Mathematically, if \( y = f(u) \) and \( u = g(x) \), then the derivative of \( y \) with respect to \( x \) is given by:

• \( \frac{dy}{dx} = \frac{dy}{du} \times \frac{du}{dx} \)

In the given exercise, to differentiate \( \log (\tan x^2) \) with respect to \( x \), we first differentiate \( \log u \) with respect to \( u \) and then multiply by the derivative of \( u = \tan x^2 \) with respect to \( x \). This step involves using both the chain rule and trigonometric differentiation to successfully break down the components into manageable parts.

Logarithm properties transform complex expressions into simpler forms, making differentiation much easier. The most commonly used logarithm property in calculus is \( \log(a^b) = b \cdot \log(a) \). This allows us to bring down exponents as coefficients, streamlining the differentiation process.

In the exercise, by rewriting \( \log \left( (\tan x^2)^{1/3} \right) \) as \( \frac{1}{3} \log(\tan x^2) \), we utilized this property, effectively turning a power into a simpler multiplication problem.
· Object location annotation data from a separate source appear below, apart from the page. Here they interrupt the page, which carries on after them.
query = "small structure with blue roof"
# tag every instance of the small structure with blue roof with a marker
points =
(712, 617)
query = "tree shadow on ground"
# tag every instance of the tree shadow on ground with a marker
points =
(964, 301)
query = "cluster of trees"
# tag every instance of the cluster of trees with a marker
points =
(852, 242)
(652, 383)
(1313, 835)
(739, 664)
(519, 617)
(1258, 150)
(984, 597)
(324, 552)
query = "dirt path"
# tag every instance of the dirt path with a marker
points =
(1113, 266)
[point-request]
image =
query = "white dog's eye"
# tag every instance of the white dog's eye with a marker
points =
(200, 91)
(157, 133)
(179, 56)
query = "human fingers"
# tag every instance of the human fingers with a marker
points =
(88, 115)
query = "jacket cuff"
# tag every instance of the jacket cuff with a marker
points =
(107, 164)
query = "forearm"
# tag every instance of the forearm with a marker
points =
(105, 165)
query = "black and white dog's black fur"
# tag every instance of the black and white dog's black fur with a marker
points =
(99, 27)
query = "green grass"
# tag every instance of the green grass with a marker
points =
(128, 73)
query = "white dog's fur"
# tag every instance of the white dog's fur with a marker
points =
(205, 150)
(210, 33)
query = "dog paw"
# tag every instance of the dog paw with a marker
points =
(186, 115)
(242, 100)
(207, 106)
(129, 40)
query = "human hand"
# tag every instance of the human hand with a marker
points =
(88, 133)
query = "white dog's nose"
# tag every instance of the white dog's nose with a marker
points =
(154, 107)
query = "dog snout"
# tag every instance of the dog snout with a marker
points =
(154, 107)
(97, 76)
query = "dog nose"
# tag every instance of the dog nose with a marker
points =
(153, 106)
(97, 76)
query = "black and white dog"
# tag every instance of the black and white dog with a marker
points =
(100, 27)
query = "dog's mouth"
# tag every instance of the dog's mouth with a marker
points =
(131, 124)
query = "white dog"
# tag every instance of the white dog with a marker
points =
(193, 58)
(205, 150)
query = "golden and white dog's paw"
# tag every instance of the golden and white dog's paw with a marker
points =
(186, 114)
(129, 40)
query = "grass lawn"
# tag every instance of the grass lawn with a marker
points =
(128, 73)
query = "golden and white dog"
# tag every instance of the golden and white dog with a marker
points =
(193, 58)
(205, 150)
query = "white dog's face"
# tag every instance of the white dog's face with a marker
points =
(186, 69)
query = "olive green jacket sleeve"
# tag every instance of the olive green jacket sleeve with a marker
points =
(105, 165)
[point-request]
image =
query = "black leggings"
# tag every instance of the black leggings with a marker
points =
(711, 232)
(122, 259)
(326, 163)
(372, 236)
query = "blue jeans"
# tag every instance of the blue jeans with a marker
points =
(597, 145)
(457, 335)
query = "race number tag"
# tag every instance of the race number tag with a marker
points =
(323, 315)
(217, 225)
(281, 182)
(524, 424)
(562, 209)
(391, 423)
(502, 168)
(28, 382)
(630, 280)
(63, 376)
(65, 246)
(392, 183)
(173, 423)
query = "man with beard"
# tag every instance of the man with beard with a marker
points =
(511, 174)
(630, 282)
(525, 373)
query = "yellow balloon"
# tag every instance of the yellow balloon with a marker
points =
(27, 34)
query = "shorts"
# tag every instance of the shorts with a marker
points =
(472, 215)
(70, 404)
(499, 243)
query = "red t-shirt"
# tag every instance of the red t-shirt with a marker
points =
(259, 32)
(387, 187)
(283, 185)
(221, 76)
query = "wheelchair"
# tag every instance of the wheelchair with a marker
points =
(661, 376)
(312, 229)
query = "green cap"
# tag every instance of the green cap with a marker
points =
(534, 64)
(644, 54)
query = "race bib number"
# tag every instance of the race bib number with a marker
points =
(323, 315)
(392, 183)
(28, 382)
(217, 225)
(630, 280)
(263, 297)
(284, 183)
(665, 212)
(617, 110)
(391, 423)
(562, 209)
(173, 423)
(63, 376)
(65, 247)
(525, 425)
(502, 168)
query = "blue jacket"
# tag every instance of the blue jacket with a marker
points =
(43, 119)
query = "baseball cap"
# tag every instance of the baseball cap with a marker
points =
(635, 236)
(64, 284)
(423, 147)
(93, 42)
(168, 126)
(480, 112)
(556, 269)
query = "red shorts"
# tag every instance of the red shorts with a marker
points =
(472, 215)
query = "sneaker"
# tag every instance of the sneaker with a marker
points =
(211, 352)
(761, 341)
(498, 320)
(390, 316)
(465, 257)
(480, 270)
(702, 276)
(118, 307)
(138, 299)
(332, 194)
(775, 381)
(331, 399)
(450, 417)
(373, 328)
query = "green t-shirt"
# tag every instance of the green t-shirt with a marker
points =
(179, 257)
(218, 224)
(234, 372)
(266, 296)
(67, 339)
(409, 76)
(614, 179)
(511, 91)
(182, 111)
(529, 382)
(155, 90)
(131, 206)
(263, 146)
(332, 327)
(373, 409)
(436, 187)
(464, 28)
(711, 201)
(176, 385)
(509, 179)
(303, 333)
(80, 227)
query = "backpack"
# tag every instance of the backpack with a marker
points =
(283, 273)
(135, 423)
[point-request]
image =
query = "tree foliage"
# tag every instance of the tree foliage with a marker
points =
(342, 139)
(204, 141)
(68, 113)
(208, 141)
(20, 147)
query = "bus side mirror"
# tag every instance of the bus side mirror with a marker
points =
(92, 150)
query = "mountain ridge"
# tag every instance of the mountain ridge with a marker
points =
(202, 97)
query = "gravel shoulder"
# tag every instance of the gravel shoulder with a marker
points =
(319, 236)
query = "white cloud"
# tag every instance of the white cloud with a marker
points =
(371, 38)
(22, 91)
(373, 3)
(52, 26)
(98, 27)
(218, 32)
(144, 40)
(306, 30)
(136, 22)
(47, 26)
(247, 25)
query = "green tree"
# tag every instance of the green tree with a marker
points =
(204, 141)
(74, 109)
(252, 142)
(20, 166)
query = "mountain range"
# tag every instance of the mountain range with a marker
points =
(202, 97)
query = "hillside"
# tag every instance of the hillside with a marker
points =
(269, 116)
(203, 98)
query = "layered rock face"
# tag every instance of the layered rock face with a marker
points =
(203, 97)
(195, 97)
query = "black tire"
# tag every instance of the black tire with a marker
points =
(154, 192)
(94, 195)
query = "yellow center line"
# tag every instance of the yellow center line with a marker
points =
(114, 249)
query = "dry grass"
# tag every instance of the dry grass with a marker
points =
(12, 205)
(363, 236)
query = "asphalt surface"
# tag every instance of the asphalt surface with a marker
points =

This step significantly simplifies the differentiation, as the exponent is now a constant factor that can be readily incorporated into the derivative.
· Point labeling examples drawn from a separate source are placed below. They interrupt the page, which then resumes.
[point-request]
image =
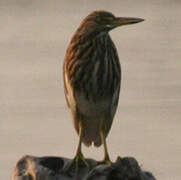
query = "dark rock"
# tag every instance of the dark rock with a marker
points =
(51, 168)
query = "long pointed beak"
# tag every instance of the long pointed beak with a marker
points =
(127, 20)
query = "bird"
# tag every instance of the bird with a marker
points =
(92, 79)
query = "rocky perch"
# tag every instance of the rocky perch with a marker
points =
(50, 168)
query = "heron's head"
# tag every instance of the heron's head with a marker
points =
(103, 21)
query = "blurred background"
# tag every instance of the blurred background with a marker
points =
(34, 118)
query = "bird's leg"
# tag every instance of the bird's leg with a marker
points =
(106, 154)
(79, 157)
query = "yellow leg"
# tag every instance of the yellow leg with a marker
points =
(79, 158)
(106, 154)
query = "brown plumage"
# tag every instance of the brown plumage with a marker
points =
(92, 77)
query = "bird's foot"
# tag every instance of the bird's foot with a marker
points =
(75, 165)
(105, 161)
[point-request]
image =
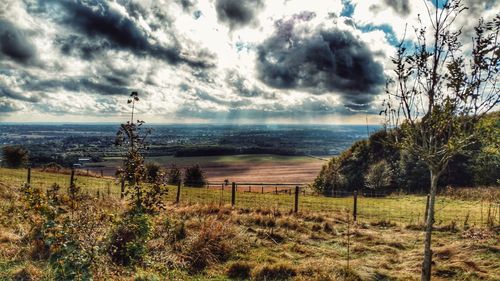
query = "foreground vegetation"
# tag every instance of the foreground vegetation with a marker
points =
(194, 241)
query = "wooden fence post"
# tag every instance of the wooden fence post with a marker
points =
(122, 191)
(71, 182)
(233, 194)
(28, 180)
(355, 207)
(178, 196)
(72, 178)
(427, 208)
(296, 209)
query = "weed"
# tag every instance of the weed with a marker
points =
(240, 270)
(279, 271)
(213, 244)
(127, 244)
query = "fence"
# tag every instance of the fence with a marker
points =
(365, 207)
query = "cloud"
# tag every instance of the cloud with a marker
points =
(9, 106)
(402, 7)
(237, 13)
(106, 24)
(15, 44)
(8, 93)
(322, 60)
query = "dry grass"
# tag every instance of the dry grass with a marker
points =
(488, 194)
(212, 242)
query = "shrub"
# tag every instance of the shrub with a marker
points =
(194, 176)
(127, 244)
(279, 271)
(346, 274)
(145, 276)
(14, 156)
(213, 244)
(174, 175)
(68, 259)
(379, 175)
(240, 270)
(153, 172)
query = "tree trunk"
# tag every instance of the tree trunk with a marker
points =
(427, 264)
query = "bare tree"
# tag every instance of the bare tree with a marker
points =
(379, 175)
(439, 91)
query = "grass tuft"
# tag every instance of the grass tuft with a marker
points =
(279, 271)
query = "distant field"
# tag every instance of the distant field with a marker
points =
(242, 168)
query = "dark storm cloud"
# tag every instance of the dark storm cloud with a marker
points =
(325, 61)
(402, 7)
(14, 43)
(104, 25)
(74, 45)
(237, 13)
(239, 85)
(9, 93)
(7, 106)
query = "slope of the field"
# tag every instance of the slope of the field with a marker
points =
(239, 168)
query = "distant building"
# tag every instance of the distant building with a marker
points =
(81, 162)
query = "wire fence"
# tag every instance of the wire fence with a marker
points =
(369, 207)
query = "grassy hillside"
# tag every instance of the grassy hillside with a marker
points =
(201, 239)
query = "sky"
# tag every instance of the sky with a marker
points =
(205, 61)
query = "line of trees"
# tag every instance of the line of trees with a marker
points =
(378, 164)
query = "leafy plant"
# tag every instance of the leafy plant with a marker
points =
(144, 198)
(127, 244)
(14, 156)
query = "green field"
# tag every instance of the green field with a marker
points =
(408, 209)
(213, 160)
Similarly, understanding logarithms is helpful for converting difficult multiplication or division problems into simpler addition or subtraction problems using properties like:

• \( \log(ab) = \log a + \log b \)
• \( \log \left(\frac{a}{b}\right) = \log a - \log b \)

These transformations are invaluable for algebraically preparing functions for differentiation.

Trigonometric differentiation involves finding the derivative of functions that have trigonometric components such as sine, cosine, and tangent. Essential derivatives to remember include:

• \( \frac{d}{dx} [ \sin(x) ] = \cos(x) \)
• \( \frac{d}{dx} [ \cos(x) ] = -\sin(x) \)
• \( \frac{d}{dx} [ \tan(x) ] = \sec^2(x) \)

In the exercise, we dealt specifically with \( \tan x^2 \). The derivative of \( \tan(u) \) is \( \sec^2(u) \), and by substituting \( u = x^2 \), you apply the chain rule, yielding \( \sec^2(x^2) \cdot \frac{d}{dx}(x^2) = \sec^2(x^2) \cdot 2x \).

This application of the trigonometric differentiation formulas alongside the chain rule allows us to deconstruct complex trigonometric expressions, facilitating their differentiation.

Exponent properties simplify expressions, which is crucial when preparing functions for differentiation. One key property is rewriting radicals and roots as fractional exponents. For example, \( \sqrt[3]{a} \) can be expressed as \( a^{1/3} \). This transforms roots into simple multiplication problems which are more manageable.

In the problem provided, \( \sqrt[3]{\tan x^2} \) is rewritten as \( (\tan x^2)^{1/3} \). By doing so, it helps ease the task of applying logarithm properties and facilitates differentiation. Exponent rules paired with logarithm properties are especially powerful.

A few important exponent rules include:

• \( (a^m)^n = a^{m\cdot n} \)
• \( a^0 = 1 \)
• \( a^{-n} = \frac{1}{a^n} \)

Utilizing these properties provides a structured method to prep functions for differentiation, especially when they include nested functions or compounded operations.